Google speeds up local AI inference by 3x with Multi-Token Prediction for Gemma 4

Google has announced the release of Multi-Token Prediction (MTP) drafters for its Gemma 4 AI models, enabling an up to 3x increase in inference speed without compromising output quality. This innovative method, known as speculative decoding, leverages a lightweight drafter model that predicts multiple tokens simultaneously, allowing the main model to verify these predictions in parallel and significantly reducing the common one-token-at-a-time bottleneck. The MTP drafters are designed to work with existing software and hardware, making them accessible through platforms like Hugging Face, Kaggle, and Ollama. This development aligns with a broader trend in the AI sector where efficiency gains through software optimizations are prioritized over merely increasing hardware capabilities, highlighted by the impact of efficiency-focused models like DeepSeek.

Google: Google is a global technology company that develops internet services, cloud infrastructure, hardware, and advanced AI models through its Google DeepMind and Google AI divisions. In this news, Google is introducing Multi-Token Prediction drafters and speculative decoding for its Gemma 4 model family, aiming to significantly speed up local AI inference without requiring new hardware.
Kaggle: Kaggle is an online data science and machine learning community owned by Google, offering datasets, code notebooks, and cloud-based compute for experimentation and education. Here, Kaggle is one of the venues where Google is making Gemma 4 MTP drafters available, lowering friction for practitioners who want to test and benchmark the new speculative decoding setup.
Ollama: Ollama is a developer-focused platform and runtime for running large language models locally on desktops and laptops with simple tooling and model packaging. In this news, Ollama is highlighted as a supported environment where Google’s Gemma 4 MTP drafters can be used to accelerate local inference, bringing the speed gains directly to users who favor local-first LLM setups.
Gemma 4: Gemma 4 is Google’s latest family of open-weight multimodal AI models, released under the Apache 2.0 license and designed for on-device and server-grade deployment across sizes from small edge models to larger dense and MoE variants. In this article, Gemma 4 is the target model family that gains major inference-speed improvements via Multi-Token Prediction drafters using speculative decoding, making locally run models more responsive while preserving output quality.
Hugging Face: Hugging Face is an AI platform and open-source ecosystem that hosts machine learning models, datasets, and libraries used by developers to build and deploy AI applications. In this context, it serves as one of the primary distribution hubs where Google has published the Gemma 4 Multi-Token Prediction drafters so developers can easily integrate faster inference into their workflows.
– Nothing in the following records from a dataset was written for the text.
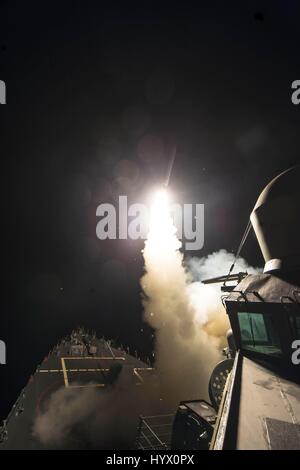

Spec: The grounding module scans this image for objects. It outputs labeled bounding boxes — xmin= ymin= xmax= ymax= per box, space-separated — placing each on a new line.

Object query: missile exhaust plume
xmin=141 ymin=191 xmax=220 ymax=406
xmin=141 ymin=190 xmax=260 ymax=407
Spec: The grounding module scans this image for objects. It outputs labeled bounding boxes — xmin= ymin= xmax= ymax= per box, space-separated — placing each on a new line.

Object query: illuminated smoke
xmin=141 ymin=189 xmax=260 ymax=406
xmin=33 ymin=371 xmax=156 ymax=449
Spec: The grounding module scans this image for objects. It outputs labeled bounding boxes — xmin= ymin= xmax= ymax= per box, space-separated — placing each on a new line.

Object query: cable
xmin=223 ymin=220 xmax=252 ymax=286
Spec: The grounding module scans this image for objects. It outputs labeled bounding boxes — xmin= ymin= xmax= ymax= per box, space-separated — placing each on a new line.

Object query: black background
xmin=0 ymin=0 xmax=300 ymax=418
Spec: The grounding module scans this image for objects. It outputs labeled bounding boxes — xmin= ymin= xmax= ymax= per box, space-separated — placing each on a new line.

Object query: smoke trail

Product: Google’s Gemma 4 release emphasized advanced reasoning and agentic workflows, and the new Multi-Token Prediction drafters extend that focus by optimizing how quickly those capabilities can be served on existing hardware.
Ecosystem: Hugging Face, Kaggle, and Ollama have all been actively promoting Gemma 4 integrations, positioning the model family as a first-class option in open-source and local-deployment tooling ecosystems.
Inference_Trend: Speculative decoding and related multi-token prediction techniques have become a key focus across the AI industry as developers seek software-side gains in latency and throughput instead of relying solely on ever-larger or more expensive hardware.